Leader si diventa a furor di popolo, con un’elezione o magari perché si riesce a trascinare le masse alla rivoluzione. Il leader può anche essere cooptato, ma poi cammina con le proprie gambe. A sinistra di leader ce ne sono stati parecchi negli ultimi decenni: Prodi, D’Alema, Veltroni, Bersani e Renzi, per citarne alcuni – anche se fondamentalmente perdenti o, come nel caso dell’attuale segretario Pd, non ancora messi alla prova delle urne. A destra, invece, ne ricordo solo uno.
Gianfranco Fini, ad esempio, capo non lo è mai stato perché la leadership non è mai riuscita a conquistarla sul campo. Ci è arrivato vicino, certo; molto vicino, spesse volte. Ma non ha mai avuto il flauto magico, per così dire. Fini, universalmente riconosciuto più moderato di Berlusconi e Bossi, ha avuto la fortuna, per così dire, di stare simpatico all’ultimo vero leader della destra italiana, Giorgio Almirante, che nel 1977 lo volle segretario del Fronte della gioventù, l’organizzazione giovanile missina. Non aveva vinto il congresso, ma l’allora segretario del Movimento Sociale aveva deciso così e così fu. Una leadership acquisita ma non conquistata: Fini è sempre stato scelto dal leader ma non lo è mai diventato sul serio.
Negli anni a venire il ritornello non è mai cambiato.
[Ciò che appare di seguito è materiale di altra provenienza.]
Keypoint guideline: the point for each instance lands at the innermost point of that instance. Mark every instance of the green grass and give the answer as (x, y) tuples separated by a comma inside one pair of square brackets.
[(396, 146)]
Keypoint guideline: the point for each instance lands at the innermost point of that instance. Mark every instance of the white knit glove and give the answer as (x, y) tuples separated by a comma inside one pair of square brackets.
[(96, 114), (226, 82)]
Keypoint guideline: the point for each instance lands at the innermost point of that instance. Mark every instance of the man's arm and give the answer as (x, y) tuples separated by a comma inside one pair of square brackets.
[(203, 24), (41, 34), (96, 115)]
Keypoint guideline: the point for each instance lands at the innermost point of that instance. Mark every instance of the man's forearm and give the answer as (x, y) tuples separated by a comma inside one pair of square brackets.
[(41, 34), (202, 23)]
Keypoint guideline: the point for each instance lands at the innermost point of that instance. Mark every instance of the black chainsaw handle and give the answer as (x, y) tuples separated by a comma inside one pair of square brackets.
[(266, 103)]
Fini ha imparato a costruirsi un’apparenza da leader, ha conquistato la fiducia e la stima degli altri leader senza mai diventarlo sul campo perché sostanzialmente non ha mai avuto una leadership. È stato, e per certi versi lo è ancora, un politico serio, spesso affidabile, e ancora più spesso pragmatico. Tutti attributi non pertinenti al leader ma al politico capace. Ecco ciò che è Gianfranco Fini: un politico capace, ma nulla di più.
E non che non ci abbia provato a diventare un leader. Come quando nel 1995 tenne quel gran discorso a Fiuggi per sancire la fine del MSI e la nascita di Alleanza Nazionale. Oppure quell’altro, nel 2010, a Mirabello, dopo lo strappo con Berlusconi. E anche la sinistra, negli anni, ha sempre visto in Fini l’alternativa presentabile alla destra berlusconiana. La sinistra ha sempre scommesso sul delfino di Almirante, anche se poi, nella pratica, quella scommessa si è sempre dimostrata perdente. Perdente come la sinistra degli ultimi due decenni, perdente esattamente come Fini senza Berlusconi.
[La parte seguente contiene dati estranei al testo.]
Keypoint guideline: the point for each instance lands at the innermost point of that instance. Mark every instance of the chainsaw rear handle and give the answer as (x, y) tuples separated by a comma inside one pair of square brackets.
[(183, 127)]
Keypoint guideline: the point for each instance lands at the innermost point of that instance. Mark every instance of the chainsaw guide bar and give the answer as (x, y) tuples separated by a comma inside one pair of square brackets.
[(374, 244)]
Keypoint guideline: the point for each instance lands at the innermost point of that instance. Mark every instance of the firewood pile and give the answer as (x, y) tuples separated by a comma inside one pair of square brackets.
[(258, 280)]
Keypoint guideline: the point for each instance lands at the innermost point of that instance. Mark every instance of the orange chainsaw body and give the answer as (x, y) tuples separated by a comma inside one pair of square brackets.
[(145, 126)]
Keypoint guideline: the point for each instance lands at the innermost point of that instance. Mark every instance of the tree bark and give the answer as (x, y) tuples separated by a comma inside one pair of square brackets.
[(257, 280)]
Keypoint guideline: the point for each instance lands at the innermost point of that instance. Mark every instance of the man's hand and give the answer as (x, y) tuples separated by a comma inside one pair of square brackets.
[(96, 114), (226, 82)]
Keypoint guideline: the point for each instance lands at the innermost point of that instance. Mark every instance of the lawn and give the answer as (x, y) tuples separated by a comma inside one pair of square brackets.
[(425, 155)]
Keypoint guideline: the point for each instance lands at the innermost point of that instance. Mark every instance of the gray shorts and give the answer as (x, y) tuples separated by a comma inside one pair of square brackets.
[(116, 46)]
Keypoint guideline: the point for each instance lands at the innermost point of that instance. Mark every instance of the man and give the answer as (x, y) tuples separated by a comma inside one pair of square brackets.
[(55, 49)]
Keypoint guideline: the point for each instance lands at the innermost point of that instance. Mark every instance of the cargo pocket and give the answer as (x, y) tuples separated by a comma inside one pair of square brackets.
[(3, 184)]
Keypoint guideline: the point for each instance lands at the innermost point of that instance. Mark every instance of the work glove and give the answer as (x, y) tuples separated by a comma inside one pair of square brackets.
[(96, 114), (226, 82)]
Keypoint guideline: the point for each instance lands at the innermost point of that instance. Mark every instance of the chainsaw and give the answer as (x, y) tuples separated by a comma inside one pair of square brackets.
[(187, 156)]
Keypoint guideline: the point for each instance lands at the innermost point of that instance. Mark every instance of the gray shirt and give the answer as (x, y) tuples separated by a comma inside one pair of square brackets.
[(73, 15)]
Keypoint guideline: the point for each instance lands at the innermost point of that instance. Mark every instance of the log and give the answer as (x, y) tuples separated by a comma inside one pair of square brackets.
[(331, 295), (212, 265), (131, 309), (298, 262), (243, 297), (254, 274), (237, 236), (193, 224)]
Ed è questa la seconda peculiarità di Gianfranco Fini – che discende inevitabilmente dalla prima, l’assenza di leadership -: l’incapacità di tener dritta la barra. Come quando nel 1999 promosse, assieme a Mariotto Segni, il primo vero tentativo di emanciparsi dal Cavaliere con l’Elefantino, “un grande partito liberale di centrodestra”. Quel primo tentativo portò a casa un misero 10 per cento alle europee contro il 15,7 di AN alle politiche. Fini si dimise, chiuse il ciclo del grande partito liberale e poco dopo siglò un patto con Berlusconi che gli fruttò, due anni dopo, la vicepresidenza del Consiglio. Oppure quando ruppe definitivamente col Cavaliere facendo nascere Futuro e Libertà, gruppo che allora, nel 2010, contava 34 deputati e 10 senatori e si proponeva di essere la vera alternativa a Berlusconi. La storia, però, si ripete inesorabilmente: la mozione di sfiducia presentata da Fli alla fine di quell’anno non riescì a far cadere il governo. Anche questo ennesimo, nuovo, progetto finiano cadde nell’oblio. L’anno dopo ci ritenta aderendo all’avventura centrista di Monti, avventura che si concluse con lo 0.4% alle politiche di febbraio 2012.
Lo spietato resoconto di un leader che non lo fu mai e che mai lo diventerà.